L’udienza-lampo, durata 15 minuti, è indicativa della mancanza di prove sostanziali contro gli imputati. Al momento di sentire i testimoni dell’accusa, che avrebbero dovuto fare dichiarazioni “schiaccianti” rispetto ai reati contestati, il poliziotto ha banalmente confermato l’esistenza della scritta. L’amministratore di condominio ha evidenziato che non sono soliti “fare denunce per i graffiti, visto che Milano è piena” ma è rimasto sul vago rispetto ai motivi per cui in questo caso hanno proceduto con la querela. È chiaro che quello che imputano ai compagni, quindi, non è un atto di imbrattamento, ma è un atto politico.

Infatti, durante l’udienza il PM Enrico Pavone ha consegnato la versione audio della conferenza stampa e di un’intervista rilasciate dai compagni in cui rivendicano politicamente la scritta. Queste sono le prove che dovrebbero incatenare i compagni come “realizzatori di quella scritta”. A suo dire “non è come quando bisogna analizzare e riconoscere gli imputati negli scontri di piazza” sottintendendo, anche in mancanza di prove tangibili, che la responsabilità è degli imputati.
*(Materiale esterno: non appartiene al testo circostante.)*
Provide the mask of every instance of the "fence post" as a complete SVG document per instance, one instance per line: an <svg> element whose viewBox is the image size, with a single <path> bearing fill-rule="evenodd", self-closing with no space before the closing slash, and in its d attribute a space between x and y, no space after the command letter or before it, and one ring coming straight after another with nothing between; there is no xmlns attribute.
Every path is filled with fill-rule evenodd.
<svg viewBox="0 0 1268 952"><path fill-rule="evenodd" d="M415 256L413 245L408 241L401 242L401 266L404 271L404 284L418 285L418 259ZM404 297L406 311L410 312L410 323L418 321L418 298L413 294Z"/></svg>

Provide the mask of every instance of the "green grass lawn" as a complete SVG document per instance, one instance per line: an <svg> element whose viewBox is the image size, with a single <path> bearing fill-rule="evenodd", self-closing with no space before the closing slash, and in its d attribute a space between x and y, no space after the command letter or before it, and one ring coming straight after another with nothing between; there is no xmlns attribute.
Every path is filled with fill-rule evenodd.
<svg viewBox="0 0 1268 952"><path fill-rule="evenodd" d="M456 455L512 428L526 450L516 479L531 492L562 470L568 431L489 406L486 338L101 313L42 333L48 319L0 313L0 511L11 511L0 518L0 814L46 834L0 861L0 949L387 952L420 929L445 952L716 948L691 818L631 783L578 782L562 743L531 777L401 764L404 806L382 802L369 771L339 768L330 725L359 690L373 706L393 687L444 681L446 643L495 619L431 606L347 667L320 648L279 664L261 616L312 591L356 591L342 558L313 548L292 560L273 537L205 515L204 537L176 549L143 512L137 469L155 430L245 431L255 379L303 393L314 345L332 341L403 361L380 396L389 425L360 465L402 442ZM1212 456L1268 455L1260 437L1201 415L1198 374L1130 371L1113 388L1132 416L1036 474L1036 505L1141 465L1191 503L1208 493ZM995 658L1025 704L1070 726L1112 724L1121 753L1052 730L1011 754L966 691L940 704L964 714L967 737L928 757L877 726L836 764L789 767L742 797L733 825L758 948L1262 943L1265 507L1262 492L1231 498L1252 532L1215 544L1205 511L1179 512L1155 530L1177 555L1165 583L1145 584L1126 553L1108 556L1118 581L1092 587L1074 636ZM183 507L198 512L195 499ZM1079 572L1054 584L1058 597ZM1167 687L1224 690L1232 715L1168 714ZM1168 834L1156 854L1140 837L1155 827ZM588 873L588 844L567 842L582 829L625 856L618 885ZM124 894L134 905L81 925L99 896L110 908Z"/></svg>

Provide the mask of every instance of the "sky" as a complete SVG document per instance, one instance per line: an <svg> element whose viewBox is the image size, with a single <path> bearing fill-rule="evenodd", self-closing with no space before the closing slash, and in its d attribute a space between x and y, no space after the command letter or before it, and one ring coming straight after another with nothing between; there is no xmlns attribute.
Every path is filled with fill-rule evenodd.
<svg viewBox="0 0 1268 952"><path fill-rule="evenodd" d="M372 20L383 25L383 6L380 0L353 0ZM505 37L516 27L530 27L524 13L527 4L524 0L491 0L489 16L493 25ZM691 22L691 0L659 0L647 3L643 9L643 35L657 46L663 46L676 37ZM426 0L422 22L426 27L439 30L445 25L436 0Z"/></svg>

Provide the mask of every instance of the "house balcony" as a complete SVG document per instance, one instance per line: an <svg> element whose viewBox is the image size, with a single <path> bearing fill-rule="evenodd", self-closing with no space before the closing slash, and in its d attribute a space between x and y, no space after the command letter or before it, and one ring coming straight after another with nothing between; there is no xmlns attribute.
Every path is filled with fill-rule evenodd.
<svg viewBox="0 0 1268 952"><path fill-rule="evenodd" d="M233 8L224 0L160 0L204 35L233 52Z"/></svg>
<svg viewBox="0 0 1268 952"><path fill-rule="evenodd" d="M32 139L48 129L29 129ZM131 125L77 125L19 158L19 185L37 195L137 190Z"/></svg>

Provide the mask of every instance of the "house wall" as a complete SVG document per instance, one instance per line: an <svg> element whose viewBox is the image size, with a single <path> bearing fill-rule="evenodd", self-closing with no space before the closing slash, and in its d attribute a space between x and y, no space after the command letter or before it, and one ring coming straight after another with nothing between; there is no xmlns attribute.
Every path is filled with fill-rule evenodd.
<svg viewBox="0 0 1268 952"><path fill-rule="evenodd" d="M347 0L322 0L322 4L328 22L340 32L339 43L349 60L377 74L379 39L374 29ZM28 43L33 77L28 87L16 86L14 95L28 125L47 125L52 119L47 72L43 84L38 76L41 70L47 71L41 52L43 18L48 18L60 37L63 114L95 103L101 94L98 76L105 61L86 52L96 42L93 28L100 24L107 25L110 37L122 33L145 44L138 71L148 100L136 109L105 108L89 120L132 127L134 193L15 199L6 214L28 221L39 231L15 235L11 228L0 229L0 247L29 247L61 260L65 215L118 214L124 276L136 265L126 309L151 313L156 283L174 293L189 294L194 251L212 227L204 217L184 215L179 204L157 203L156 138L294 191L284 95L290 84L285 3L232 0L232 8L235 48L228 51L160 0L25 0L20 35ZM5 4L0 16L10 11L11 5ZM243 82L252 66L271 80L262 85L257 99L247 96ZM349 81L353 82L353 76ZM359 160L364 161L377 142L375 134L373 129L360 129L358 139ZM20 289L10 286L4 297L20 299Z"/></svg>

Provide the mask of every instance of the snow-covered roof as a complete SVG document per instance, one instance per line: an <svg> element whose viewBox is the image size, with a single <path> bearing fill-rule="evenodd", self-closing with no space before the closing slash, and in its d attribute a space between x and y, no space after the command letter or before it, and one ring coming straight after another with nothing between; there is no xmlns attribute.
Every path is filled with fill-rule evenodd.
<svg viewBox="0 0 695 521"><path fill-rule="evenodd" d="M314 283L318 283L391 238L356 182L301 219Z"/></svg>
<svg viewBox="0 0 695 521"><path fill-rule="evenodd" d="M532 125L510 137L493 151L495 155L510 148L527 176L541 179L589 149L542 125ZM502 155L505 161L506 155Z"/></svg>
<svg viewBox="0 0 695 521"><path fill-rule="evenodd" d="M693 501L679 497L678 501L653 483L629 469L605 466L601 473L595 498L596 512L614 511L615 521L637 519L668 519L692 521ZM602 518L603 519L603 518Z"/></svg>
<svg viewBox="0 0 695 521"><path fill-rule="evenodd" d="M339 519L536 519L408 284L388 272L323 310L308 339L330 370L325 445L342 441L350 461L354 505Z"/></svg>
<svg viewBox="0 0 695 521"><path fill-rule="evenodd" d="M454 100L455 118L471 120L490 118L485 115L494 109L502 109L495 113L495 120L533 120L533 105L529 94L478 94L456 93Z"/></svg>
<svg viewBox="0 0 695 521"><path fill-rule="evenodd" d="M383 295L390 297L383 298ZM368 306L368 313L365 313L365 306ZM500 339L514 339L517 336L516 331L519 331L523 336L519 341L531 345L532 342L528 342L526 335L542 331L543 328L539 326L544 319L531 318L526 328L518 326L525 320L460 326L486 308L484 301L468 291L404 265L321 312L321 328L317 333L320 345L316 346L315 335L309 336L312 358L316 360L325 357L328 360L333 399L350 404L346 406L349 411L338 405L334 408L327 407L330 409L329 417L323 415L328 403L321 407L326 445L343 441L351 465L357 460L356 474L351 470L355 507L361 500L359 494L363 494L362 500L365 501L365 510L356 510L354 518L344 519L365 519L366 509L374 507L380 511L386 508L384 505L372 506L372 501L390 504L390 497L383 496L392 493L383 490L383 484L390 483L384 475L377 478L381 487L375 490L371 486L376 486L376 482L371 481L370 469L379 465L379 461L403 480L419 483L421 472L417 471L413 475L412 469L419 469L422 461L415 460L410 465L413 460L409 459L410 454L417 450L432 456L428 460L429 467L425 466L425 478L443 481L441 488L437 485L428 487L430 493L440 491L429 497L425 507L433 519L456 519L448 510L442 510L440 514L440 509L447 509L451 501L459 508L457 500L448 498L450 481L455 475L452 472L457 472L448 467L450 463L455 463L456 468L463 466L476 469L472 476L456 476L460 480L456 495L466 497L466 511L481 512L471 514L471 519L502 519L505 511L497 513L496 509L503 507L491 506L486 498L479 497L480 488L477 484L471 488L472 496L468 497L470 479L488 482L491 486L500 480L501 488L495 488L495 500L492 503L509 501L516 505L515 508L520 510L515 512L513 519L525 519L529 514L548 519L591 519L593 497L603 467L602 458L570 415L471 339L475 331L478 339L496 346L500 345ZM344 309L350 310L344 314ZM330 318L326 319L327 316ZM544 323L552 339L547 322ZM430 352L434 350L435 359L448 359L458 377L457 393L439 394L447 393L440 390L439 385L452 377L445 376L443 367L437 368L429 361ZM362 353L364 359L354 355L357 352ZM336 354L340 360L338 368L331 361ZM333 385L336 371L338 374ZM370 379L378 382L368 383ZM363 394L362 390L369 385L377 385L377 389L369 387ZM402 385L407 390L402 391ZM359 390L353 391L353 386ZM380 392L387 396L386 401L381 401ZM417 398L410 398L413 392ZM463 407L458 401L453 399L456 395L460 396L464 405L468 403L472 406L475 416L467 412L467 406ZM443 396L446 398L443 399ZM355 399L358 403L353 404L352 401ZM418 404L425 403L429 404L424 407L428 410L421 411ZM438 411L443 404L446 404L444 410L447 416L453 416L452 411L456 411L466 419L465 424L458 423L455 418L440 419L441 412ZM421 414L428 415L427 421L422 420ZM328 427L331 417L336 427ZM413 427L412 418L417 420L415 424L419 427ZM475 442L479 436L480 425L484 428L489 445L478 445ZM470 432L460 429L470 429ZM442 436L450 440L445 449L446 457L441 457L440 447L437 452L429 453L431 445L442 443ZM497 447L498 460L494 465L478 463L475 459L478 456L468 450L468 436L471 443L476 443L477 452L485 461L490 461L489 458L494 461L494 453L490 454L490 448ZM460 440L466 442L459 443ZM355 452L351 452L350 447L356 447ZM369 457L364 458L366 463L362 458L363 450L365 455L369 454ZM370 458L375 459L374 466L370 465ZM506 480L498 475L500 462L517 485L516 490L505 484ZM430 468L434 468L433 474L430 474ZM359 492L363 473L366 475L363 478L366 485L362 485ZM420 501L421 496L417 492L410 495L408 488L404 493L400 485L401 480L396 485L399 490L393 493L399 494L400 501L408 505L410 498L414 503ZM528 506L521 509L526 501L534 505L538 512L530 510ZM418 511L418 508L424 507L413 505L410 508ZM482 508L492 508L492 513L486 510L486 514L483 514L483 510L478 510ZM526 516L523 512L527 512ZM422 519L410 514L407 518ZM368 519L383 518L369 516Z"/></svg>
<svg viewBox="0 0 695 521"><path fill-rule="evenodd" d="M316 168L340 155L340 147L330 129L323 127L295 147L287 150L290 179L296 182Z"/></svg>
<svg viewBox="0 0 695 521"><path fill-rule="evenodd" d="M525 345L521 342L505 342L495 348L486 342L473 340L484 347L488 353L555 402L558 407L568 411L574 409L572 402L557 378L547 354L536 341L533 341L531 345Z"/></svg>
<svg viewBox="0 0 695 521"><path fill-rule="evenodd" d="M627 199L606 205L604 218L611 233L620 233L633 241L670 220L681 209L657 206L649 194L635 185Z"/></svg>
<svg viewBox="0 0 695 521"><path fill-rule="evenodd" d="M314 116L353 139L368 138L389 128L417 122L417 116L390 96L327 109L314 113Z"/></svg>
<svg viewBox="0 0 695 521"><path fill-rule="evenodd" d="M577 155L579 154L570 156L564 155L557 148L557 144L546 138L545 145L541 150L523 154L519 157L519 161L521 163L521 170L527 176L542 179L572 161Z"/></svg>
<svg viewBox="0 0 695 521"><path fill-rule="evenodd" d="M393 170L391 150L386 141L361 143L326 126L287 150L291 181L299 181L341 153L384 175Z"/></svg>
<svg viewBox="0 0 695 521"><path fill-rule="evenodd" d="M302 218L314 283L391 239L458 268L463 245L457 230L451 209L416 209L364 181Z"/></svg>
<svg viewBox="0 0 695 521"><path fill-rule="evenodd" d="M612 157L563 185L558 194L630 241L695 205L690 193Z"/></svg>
L’udienza è stata rimandata al 24 ottobre 2023, alle ore 15.00.

Questo è un processo costruito sul nulla, un processo politico per perseguire chi si è attivato fin da subito durante la pandemia evidenziando le politiche criminali della giunta Fontana, per perseguire chi si è attivato per porre un argine allo smantellamento della sanità pubblica. Ecco il vero motivo per cui i compagni sono sotto processo!

Nel frattempo fuori dal tribunale si è tenuto un presidio solidale dal quale sono passate diverse persone che hanno espresso solidarietà e la volontà di unirsi alla campagna contro questo procedimento politico, in difesa della sanità pubblica per la cacciata di Fontana e della sua giunta!